Doch dann lief einiges schief – erst beim VfB, später ebenso bei Ascacibar. Trat er anfangs noch konstant gut auf, schlichen sich anschließend immer mehr Fehler in seine Aktionen. Vor allem im Passspiel. „Ich hatte oft den Ball, wusste dann aber gar nicht so recht wohin damit, weil es keine Anspielstationen gab“, sagt Ascacibar, der zwei Statistiken in der Vorsaison anführte. Er brachte es mit durchschnittlich 12,39 Kilometer pro Partie auf die höchste Laufleistung in der Bundesliga, und mit zehn Gelben sowie einer Roten Karte war er der größte Sünder.

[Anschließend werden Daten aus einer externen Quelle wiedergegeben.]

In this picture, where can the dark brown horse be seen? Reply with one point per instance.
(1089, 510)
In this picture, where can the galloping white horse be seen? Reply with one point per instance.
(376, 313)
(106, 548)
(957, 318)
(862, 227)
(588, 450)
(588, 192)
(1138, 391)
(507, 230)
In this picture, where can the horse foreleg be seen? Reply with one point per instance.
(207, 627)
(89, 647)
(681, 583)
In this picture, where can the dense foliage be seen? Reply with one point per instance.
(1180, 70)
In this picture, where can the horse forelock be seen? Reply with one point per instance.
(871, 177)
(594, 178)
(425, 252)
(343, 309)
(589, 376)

Weniger wäre da für das Energiebündel manchmal mehr gewesen. Aber Ascacibar warf sich in jeden Zweikampf und versuchte, jede Lücke zu stopfen. Dabei ging ihm die Klarheit verloren. Zumal ihn Markus Weinzierl nicht zentral vor der Abwehr sah und den Kämpfer weiter nach vorne schob. Der Ex-Coach wollte aus Ascacibar gar einen zweiten Joshua Kimmich (FC Bayern) machen und ihn auf den rechten Verteidigerposten versetzen.

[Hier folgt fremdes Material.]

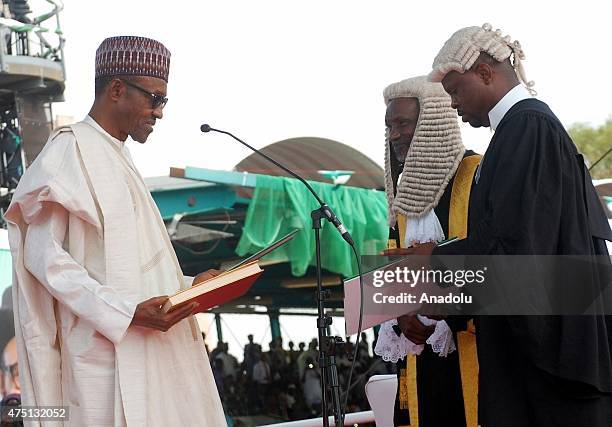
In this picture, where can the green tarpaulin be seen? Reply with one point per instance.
(280, 205)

Der Versuch dauerte nicht lange. Ascacibar sieht seine Stärken als Balleroberer. Und aus diesem Selbstverständnis zieht er sein Selbstvertrauen. „Solche Szenen zählen für mich genauso, wie wenn ich ein Tor erzielen würde“, sagt er. Dennoch arbeitet er daran, sein Offensivspiel zu verbessern, mehr Vertikalpässe zu spielen. Der neue VfB-Trainer könnte dabei eine Schlüsselrolle übernehmen. „Ein Jahr unter Tim Walter könnte seiner Entwicklung gut tun“, sagt Mislintat über das Stuttgarter Projekt. Mit frischem Mut soll es beim VfB vorwärtsgehen.

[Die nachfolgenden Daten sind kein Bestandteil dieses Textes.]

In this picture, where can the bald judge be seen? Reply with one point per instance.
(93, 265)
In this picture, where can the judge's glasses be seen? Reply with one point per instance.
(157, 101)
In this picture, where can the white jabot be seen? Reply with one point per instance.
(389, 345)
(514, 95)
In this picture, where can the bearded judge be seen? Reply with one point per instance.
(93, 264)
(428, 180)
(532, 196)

„Diese neue Spielidee gefällt mir sehr gut“, sagt Ascacibar über die ersten Eindrücke. Es wird nicht mehr verzweifelt verteidigt, sondern die Initiative ergriffen – mit und ohne Ball sowie kurzen Abständen zwischen den Mannschaftsteilen. Das kommt dem defensiven Mittelfeldmann entgegen, der nach der alten Saison eine neue Lust verspürt. Selbst wenn zwei Fußballseelen in seiner Brust schlagen: Ascacibar will liebend gerne beim VfB bleiben, aber er will auch erstklassig spielen.

Niederlage gegen Bern

Der VfB hat seine erste Testspiel-Niederlage in der Vorbereitung auf die kommende Saison in der 2. Fußball-Bundesliga hinnehmen müssen. Dem Schweizer Meister Young Boys Bern unterlag der Bundesliga-Absteiger bei hohen Temperaturen am Samstagnachmittag im österreichischen Fügen mit 1:3 (1:2). VfB-Angreifer Nicolas Gonzalez (25. Minute) war lediglich der zwischenzeitliche Ausgleichstreffer gelungen. Für die Young Boys trafen Guillaume Hoarau (4.), Jean-Pierre Nsame (45.) und Esteban Petignat (81.). Der von 1899 Hoffenheim ausgeliehene Torhüter Gregor Kobel kam in dem Testspiel erstmals für den VfB zum Einsatz. Nach der Rückkehr nach Stuttgart bestreitet die Mannschaft ihr nächstes Testspiel am Freitag (19 Uhr) bei der TSG Backnang.